幸村の死、そして豊臣家の滅亡、その前夜が描かれた回でした。
江戸では信之が稲たちの反対を押し切って幸村の説得に出発します。
それでも最後は折れて必ず生きて帰って・・と言う稲の一寸良いシーンも。

大坂では軍議が始まっているものの又も大蔵卿局は城にこだわって反対し続けます。
徳川陣営では、まだ秀頼説得に拘る家康と豊臣の血を絶たねば、と言う秀忠。
このドラマでは家康はまだいくらかは血の通った人間に描かれていますね。
大坂城へは郡山へ移れば兵を引くという徳川からの申し入れがありますが、牢人を連れて行かない事が条件な為秀頼は黙って書面を破ります。
夏の陣の開戦ですね。

4月29日、緒戦で大野治房の軍にいた塙檀衛門が功を焦って突出して討ち死にします。
その遺骸の前に茶々が現れいずれは皆この男の横に並ぶと士気の下がるような発言、このドラマの茶々はやはり死ぬ運命にある、と思い込んでいるような・・・
徳川では居眠りばかりしているような本多正信が又兵衛の調略を提案、失敗しますが徳川方と会った事で味方に疑われ焦る事を狙った策で、相変わらず老獪な正信の見せ場でした。

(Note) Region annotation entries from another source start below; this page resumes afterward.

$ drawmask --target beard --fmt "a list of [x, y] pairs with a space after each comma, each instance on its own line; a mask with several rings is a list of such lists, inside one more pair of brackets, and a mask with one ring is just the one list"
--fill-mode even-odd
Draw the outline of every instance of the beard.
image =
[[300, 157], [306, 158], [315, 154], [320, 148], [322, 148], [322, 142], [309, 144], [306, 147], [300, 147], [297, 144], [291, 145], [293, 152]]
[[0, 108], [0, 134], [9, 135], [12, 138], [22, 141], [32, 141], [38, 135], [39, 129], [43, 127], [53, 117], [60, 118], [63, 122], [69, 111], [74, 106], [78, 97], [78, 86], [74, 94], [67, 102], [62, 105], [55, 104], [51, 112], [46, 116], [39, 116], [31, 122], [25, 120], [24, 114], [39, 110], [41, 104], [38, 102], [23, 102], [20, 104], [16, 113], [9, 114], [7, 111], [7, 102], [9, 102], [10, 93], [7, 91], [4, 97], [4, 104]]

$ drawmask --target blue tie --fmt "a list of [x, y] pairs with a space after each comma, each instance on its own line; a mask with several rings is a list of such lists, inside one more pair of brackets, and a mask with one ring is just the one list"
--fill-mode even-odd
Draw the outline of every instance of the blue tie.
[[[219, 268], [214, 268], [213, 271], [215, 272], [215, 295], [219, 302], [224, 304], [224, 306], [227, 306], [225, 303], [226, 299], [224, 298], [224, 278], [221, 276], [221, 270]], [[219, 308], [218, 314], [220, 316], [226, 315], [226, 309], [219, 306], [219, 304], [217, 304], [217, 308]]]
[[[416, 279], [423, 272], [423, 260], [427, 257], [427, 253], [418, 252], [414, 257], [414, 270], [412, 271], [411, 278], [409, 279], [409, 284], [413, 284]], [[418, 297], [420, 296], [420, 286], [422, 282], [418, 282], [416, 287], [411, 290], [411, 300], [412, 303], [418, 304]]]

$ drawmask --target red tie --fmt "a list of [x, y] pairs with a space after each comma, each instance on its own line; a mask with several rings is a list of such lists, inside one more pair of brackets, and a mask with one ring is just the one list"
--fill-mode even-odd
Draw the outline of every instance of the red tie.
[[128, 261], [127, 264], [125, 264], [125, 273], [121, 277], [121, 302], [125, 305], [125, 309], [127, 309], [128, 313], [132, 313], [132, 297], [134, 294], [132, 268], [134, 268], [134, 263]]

一方真田の陣に到着した信之ですが都合の良い事に、まだ幸村の調略を諦めない家康の使者として来ていた信尹に同行する事が出来ました。
大坂城で信之は説得を試みます。
父昌幸の熱望した信濃国守にとの好条件にも応じない幸村をなおも説得する信之さん。
好きなように生きれば良い、しかし死ぬな、と。
今度も又必ず助けて見せると言う言葉に呟いた幸村の「そして又14年」の言葉は凄く重く響きました。
そしてせめて酒を酌み交わしたいと言う幸村に信之はこれが今生の別れではない、と去って
行くのでした。

家康と景勝が酒を酌み交わしている場面が入ります。言い訳がましい事を言う家康に景勝はこの戦いに大義が無い事が気になるのでは、と言います。
そして景勝の言葉は「あの男は自分がそうありたいと思っていた人生を生きている」
これを言いたい為のこの場面ですか。

5月6日道明寺の戦い。ここで又兵衛が戦死。
正信の手が成功して焦ってしまったように描かれていました。
木村重成も若江で戦死。兜に香を焚き込めたお話も紹介されていました。
ここで作戦が筒抜けになっている事に気づいた幸村と毛利勝永。
スパイはなんと台所係の与左衛門でした・・・

同日午後誉田の合戦。
道明寺に到着した幸村と勝成隊の伊達勢との合戦です。
殿として引き上げる真田隊を追う伊達勢を幸村が挑発しますが。政宗は何故か銃撃を止め見逃すのです。
以前大坂城で話し合った場面でも甦ったのでしょうか。
心が通い合ったのか幸村は春と子供たちの保護を政宗に依頼。
春は父と共に残る大助を残して娘と息子を連れ伊達の陣へと向かいます。
出迎えた政宗はなんとずんだ餅を勧めるのですが、これは笑う所?
この時の娘は伊達家の重臣片倉家へ嫁ぐのですが、これは別のお話ですね。

そして大阪城では幸村はきりに千姫の供をして城を出るように命じ、その後は沼田へ帰るようにと言うのですが。
きりの言葉は「戻ってきてお上さと最後までご一緒しますよ。源次郎様がいない世に居てもつまらないから」
大坂の滅亡、幸村が死ぬつもりでいる事を知っての言葉でしょう。
その言葉に幸村はきりを抱きしめます。
長い間きりの思いを知りながら最後の最後になって。
遅い!と言うきりですが本当ですよねえ。遅いわ。


でも幸村の胸に抱かれたきりを見て涙が出ました。このドラマで初めて泣きました。
きりちゃん、良かったねえ。
最初は違和感のあったきりですが回を追う毎にしっかり私をとらえてしまいました。
長澤まさみさん、凄いわ!

いよいよ次週は最終回。
登場人物の大半が死んでしまう事を知りながら1年間見続けるのはちょっとしんどかったですね。